2020 M&A Activity Starts Strong After Record 2019

CAPTRUST has continued its serial acquisitions, but the biggest merger and acquisition news of early 2020 has been the acquisition of Legg Mason by Franklin Templeton.

As PLANADVISER has reported, the pressure for financial services firms to add scale and the pervasiveness of prepared buyers who hold significant capital in a low interest rate environment continue to fuel record merger and acquisition (M&A) transaction activity.

After 2019 proved to be a record year for both registered investment advisers (RIAs) and independent broker/dealers (IBDs) in terms of M&A activity, 2020 is off to a quick start.

Among the deals inked so far is CAPTRUST’s acquisition of Fountain Financial Associates, a wealth management practice based in Wilmington, North Carolina. Fountain Financial Associates brings to CAPTRUST five advisers and an equal number of support staff, advising on assets of $654 million

Through its M&A activity, CAPTRUST says it is eagerly building business models that can support advisers working with both private wealth management and institutional clients. The company’s leadership building a firm that does both private wealth and institutional retirement plan business is about creating a holistic service ecosystem that clients want and need, especially as the defined contribution (DC) plan system matures and becomes a key component of individuals’ retirement income.

Early 2020 M&A news has also featured DiMeo Schneider & Associates LLC and Fiduciary Investment Advisors LLC (FIA). The firms announced in late January that they are combining to make one RIA, with approximately $180 billion in assets under advisement. Of the assets under advisement, approximately $140 billion is defined contribution assets, of which approximately one-quarter—more than 100 clients—is 403(b) plans.

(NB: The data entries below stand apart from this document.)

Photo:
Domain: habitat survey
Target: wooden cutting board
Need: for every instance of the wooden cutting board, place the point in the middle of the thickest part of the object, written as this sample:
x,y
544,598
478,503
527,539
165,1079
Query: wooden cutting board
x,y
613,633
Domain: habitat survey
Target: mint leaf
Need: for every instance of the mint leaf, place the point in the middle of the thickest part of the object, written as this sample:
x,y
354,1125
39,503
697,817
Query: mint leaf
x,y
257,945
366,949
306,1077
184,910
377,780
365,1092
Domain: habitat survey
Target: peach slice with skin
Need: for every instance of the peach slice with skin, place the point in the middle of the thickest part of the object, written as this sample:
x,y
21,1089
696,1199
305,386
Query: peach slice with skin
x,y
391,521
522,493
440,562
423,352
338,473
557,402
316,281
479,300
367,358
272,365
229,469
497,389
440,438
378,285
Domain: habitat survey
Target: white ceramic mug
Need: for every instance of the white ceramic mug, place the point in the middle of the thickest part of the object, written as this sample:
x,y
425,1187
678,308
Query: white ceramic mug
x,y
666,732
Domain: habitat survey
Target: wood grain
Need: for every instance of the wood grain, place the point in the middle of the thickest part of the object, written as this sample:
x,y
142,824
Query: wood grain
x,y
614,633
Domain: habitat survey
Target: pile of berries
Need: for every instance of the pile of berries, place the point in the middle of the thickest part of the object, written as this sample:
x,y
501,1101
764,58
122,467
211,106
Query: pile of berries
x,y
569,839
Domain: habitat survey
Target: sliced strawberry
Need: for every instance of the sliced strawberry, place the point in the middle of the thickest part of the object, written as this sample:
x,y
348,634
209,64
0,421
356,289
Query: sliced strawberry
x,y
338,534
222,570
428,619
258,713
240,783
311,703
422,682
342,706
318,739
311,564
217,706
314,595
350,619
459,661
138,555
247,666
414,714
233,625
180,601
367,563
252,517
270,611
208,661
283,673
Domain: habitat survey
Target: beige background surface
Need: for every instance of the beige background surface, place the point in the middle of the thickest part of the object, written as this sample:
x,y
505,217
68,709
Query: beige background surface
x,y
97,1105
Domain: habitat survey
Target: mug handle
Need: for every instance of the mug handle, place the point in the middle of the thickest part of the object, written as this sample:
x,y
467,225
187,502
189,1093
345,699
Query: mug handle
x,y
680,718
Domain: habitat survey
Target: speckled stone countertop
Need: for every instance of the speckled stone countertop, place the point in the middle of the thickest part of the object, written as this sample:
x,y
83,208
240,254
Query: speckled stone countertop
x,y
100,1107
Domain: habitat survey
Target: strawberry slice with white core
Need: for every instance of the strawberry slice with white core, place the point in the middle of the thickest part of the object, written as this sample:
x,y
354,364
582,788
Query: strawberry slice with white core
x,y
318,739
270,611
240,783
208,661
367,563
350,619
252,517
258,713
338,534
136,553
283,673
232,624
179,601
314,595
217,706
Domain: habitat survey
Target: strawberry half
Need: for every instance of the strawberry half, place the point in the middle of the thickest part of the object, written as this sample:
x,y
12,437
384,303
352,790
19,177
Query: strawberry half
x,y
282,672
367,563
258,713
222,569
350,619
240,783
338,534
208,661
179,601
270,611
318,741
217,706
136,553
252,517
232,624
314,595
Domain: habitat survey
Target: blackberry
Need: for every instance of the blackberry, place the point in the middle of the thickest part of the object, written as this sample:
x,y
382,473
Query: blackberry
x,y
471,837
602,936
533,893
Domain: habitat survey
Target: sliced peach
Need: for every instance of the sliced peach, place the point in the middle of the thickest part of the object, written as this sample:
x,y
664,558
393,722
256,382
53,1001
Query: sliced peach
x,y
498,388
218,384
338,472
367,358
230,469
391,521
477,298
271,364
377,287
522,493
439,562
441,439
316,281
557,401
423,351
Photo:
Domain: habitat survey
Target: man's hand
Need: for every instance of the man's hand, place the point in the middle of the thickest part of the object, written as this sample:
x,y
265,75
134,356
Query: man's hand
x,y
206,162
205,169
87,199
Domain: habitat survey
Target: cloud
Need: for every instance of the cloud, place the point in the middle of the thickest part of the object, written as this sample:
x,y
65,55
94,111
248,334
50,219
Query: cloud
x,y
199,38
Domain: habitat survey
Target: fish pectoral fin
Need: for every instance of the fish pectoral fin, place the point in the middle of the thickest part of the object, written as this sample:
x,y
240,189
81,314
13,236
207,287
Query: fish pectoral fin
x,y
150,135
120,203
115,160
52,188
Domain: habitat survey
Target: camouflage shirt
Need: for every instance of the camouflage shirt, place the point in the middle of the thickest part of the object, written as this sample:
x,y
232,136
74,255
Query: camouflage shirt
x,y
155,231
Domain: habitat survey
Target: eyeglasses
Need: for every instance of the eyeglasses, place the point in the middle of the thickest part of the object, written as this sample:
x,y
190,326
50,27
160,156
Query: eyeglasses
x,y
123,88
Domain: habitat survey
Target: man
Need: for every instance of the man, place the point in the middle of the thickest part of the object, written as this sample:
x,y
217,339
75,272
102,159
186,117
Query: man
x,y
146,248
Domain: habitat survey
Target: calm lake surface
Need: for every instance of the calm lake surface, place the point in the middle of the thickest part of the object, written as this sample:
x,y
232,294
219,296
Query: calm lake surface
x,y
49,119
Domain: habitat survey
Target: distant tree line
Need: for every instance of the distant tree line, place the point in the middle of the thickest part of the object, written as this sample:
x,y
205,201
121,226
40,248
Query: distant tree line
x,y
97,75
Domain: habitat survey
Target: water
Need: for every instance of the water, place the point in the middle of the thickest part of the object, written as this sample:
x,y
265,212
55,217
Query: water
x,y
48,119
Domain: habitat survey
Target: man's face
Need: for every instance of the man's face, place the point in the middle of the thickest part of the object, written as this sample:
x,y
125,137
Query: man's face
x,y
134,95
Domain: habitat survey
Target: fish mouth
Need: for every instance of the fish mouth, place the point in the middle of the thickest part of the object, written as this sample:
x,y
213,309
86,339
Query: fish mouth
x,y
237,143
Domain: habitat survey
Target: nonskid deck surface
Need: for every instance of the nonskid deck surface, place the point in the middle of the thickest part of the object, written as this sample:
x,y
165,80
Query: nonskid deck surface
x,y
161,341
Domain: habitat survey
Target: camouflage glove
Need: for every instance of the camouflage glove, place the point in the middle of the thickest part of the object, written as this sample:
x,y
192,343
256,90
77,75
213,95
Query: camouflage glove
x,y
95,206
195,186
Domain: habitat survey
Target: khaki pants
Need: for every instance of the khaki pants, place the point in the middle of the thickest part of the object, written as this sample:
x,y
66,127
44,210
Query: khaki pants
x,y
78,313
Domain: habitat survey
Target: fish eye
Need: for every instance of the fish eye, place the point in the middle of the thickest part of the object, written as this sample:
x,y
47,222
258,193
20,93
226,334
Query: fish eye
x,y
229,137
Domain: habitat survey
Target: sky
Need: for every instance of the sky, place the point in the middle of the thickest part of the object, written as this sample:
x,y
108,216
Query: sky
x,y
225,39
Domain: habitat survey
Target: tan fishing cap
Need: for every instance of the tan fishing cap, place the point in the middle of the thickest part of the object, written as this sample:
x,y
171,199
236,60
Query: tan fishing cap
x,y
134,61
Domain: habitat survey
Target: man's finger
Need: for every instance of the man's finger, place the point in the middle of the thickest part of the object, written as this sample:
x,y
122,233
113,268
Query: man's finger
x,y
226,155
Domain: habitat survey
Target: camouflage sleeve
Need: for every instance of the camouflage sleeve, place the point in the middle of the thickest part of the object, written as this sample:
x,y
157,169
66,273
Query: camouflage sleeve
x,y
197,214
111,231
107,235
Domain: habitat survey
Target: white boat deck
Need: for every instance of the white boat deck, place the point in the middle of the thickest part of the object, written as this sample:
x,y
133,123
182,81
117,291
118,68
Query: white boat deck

Michael Goss, managing partner at FIA, says each of the two firms had grown in their own region and the combination will allow for a single organization to gain a national presence. The firm will have offices in seven locations (Austin, Texas; Boston; Chicago; Hartford, Connecticut; Los Angeles; Portland, Maine; and Washington, D.C.) and serve more than 500 clients, including retirement plans, endowments/foundations and private clients. The combined firm will have a presence in 47 states.

While substantial in their own rights, the FIA-DiMeo and CAPTRUST acquisitions were dwarfed by another early 2020 transaction—the recently revealed acquisition of Legg Mason by Franklin Templeton. According to the firms, the acquisition of Legg Mason and its multiple investment affiliates, which collectively manage more than $806 billion in assets as of January 31, will establish Franklin Templeton as one of the world’s largest independent, specialized global investment managers with a combined $1.5 trillion in assets under management (AUM) across one of the broadest ranges of investment teams in the industry. The combined footprint of the organization will significantly deepen Franklin Templeton’s presence in key geographies, the leadership team says, and create an expansive investment platform that is well balanced between institutional and retail client assets. In addition, the combined platform creates a strong separately managed account business.

“This is a landmark acquisition for our organization that unlocks substantial value and growth opportunities driven by greater scale, diversity and balance across investment strategies, distribution channels and geographies,” Greg Johnson, executive chairman of the board of Franklin Resources Inc., says of the news. “Our complementary strengths will enhance our strategic positioning and long-term growth potential, while also delivering on our goal of creating a more balanced and diversified organization that is competitively positioned to serve more clients in more places.”

Looking ahead, both Fidelity and PwC have recently published new research analyzing the ongoing wave of merger and acquisition activity in the financial services industry. According to PwC’s reporting, the industry has never been so ripe for consolidation. The firm cites “fundamental challenges” to the sector’s business models and pricing structures that will “probably trigger another wave of consolidation in coming quarters.”

Fidelity’s analysis reaches similar conclusions, showing 74% of firms that have recently made acquisitions or entered into a merger are planning to conduct more M&A activity in the future.

According to PwC, in addition to advisers and recordkeepers, other subsets of the financial services industry are seeing their own consolidation pressures. For example, the firm projects that 20% of mutual fund asset managers will be acquired or eliminated by 2025.